This blog is intended to go along with Population: An Introduction to Concepts and Issues, by John R. Weeks, published by Cengage Learning. The latest edition is the 12th (it came out in 2015), but this blog is meant to complement any edition of the book by showing the way in which demographic issues are regularly in the news.

If you are a user of my textbook and would like to suggest a blog post idea, please email me at: john.weeks@sdsu.edu

Thursday, January 11, 2018

Africans Find Work--and Abuse--in the Gulf States

No place on earth is growing more quickly in population terms than sub-Saharan Africa. Importantly, the population growth is outpacing economic growth and youth unemployment is high.
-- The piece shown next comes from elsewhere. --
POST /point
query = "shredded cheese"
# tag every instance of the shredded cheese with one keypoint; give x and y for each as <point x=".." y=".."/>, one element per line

This is the major reason why Africans risk their lives trying to cross the Mediterranean to get to Europe. It is also why an increasing number are now finding work in the Gulf states. Two stories this week highlight the issues. The first is from OZY:
While continued international pressure on the UAE, Saudi Arabia and Qatar has managed to improve the working conditions of many South Asian and Southeast Asian migrants, recruitment agencies are now moving on to Africa. Detailed labor statistics are hard to come by in the region, but data from the United Nations Department of Economic and Social Affairs suggests that there are more than 636,000 Sudanese migrants in the Gulf, as well as up to 300,000 Kenyans. Many of the workers flooding the Persian Gulf States are from Somalia, Ethiopia or Uganda — countries with little capacity to guarantee the fair treatment of their citizens abroad.
Kenya had, in fact, put a lid on migration to the Gulf states back in 2014 in reaction to numerous stories of abuse and exploitation. But, according to a story from the Thomson Reuters Foundation, Kenya is going to reopen those migrant avenues.
Kenya plans to lift a ban on its citizens working in the Gulf - introduced in 2014 because of abuses - with new safeguards, such as requiring recruitment agencies to pay a security bond so they can repatriate any distressed migrants. But experts fear that the new rules will not protect them amid corruption, greed and desperation for a better life. Lured by the promise of well-paid work and a chance to escape joblessness at home, hundreds of thousands of Kenyans are thought to be employed in the Middle East, sending much-needed remittances to their families every year.
Only time will tell if these new policies will limit the abuses. In the meantime, though, there are relatively few options for young people living in these countries with limited economic opportunities. Would global efforts to improve economic development help? Yes, if they are really indigenous efforts, rather than outsiders coming in to exploit the local populations. That is a tricky balance, and report out today from the Migration Policy Institute suggests that using economic development as a way of limiting migration is more complicated than it seems at first blush, and thus may not always have the desired consequences.